412 000 произведений, 108 200 авторов.

Электронная библиотека книг » Анна Жилло » (Не)милая Мила (СИ) » Текст книги (страница 11)
(Не)милая Мила (СИ)
  • Текст добавлен: 1 декабря 2025, 09:30

Текст книги "(Не)милая Мила (СИ)"


Автор книги: Анна Жилло



сообщить о нарушении

Текущая страница: 11 (всего у книги 19 страниц)

Глава 21

Мила

Это было как две болезни, которые, вместо того чтобы скооперироваться, дрались между собой за право спровадить клиента на тот свет. Я пряталась в поиск нового места от мыслей о Лешке, а от тоски по нему – в переживания по поводу работы. Конец января и февраль утонули в беспросветном мраке, и всей моей силы воли хватало лишь на то, чтобы жизнерадостно скалиться на людях.

«Улыбайтесь, господа, улыбайтесь!» – это стало моей повседневной мантрой.

Сколько раз я говорила себе, что нужно закончить этот фарс, и обещала, что так и сделаю. Сколько раз писала сообщения – и не отправляла. Сколько раз выбирала из контактов его номер – но не могла нажать на соединение. Однажды даже закинула в черный список, но через полчаса вернула обратно.

Я смирилась и признала: да, влюбилась. И на полной скорости проскочила точку невозврата, до которой еще можно было отступить с минимальными потерями. Теперь – только отдирая с мясом и с кровью. Будет больно. Очень больно. Наверно, именно страх этой боли не позволял мне сделать рывок.

Не сегодня, говорила я себе. Завтра. Или послезавтра… Или после встречи – последней.

Меня тянуло к нему страшно. И хотела его чем дальше, тем больше. Но никакого удовлетворения, кроме физического, эти встречи не приносили. Да и физическое без обмена эмоциями стало каким-то… ущербным. Ведь был же он сначала – обмен!

А может, просто_секс – это иллюзия? Или иллюзия конкретно для меня? Ведь мне еще не доводилось ложиться в постель с мужчиной, который не вызывал хотя бы симпатии. Да, наверно, и не смогла бы. Может быть, я с самого начала обманывала себя, убеждая, что не хочу любви?

Это не только аморально, но и глупо, сказала мама.

Сейчас я бы сделала поправку: не столько аморально, сколько глупо.

А ведь сначала все было прекрасно. И вряд ли он так резко и быстро обожрался. Скорее, действительно почувствовал, что для меня все начало выходить за те границы, которые сама же и установила. А поскольку никаких чувств не хотел, ни со своей стороны, ни с моей, оперативно построил на этих границах заградительную полосу из противопехотных мин и бетонных надолбов.

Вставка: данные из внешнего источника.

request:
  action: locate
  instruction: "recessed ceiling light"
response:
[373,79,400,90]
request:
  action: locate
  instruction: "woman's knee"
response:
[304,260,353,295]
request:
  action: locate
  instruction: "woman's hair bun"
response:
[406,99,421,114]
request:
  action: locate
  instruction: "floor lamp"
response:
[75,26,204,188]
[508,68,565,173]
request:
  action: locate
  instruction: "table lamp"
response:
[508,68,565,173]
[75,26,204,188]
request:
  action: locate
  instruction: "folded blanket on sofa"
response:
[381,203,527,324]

Вот только одного я не могла понять: зачем Лешке эти уродливые отношения. Ведь и ему от них никакой радости, это же очевидно. Ждет, когда точку поставлю я, чтобы не чувствовать себя виноватым?

И все-таки мы встречались еще целый месяц. Нечасто – раз или два в неделю. Заранее не договаривались. Кто-то из нас писал: «Приедешь?» Или: «Приеду?» Никакой другой переписки между встречами, никаких звонков. Да и вообще разговоры свелись к минимуму.

Подписались на onlysex? Значит, only.

А может, я никак не решалась с ним порвать, потому что на что-то еще надеялась? Потому что иногда ловила в его глазах что-то от того прежнего Лешки – до староновогодней ночи? Или это тоже был самообман?

День святого Валентина расставил все на свои места. По правде, я побаивалась, как бы Лешка вдруг не заявился с цветами, конфетами или плюшевым сердечком. Потому что не знала, как реагировать. Ведь это праздник всех влюбленных. А какие мы влюбленные? Мы даже не пара. Вообще друг другу никто и звать никак. С Котом мы хотя бы о любви говорили. И ребенок у нас родился.

Но боялась зря. Потому что ничего не случилось. Вот вообще ничего. Ни звонка, ни сообщения. Как будто не было и самого праздника. И уже привычно облегчение мешалось с разочарованием и обидой.

Двадцать третье февраля мы все-таки отметили. Выпало на четверг, мама запланировала с подругами театр, пришлось оставить Инку с няней. Пошли в «Легран», где хотя бы можно было отвлечься на еду, чтобы не ловить скуку в Лешкиных глазах. И где-то посреди утиной лапы с цитрусовым соусом и такого же скучного разговора ни о чем я поняла, что больше не могу.

Все, бобик сдох, Мила кончилась.

Уже открыла рот сказать об этом, но зацепилась взглядом за волчий прищур его глаз и упустила момент.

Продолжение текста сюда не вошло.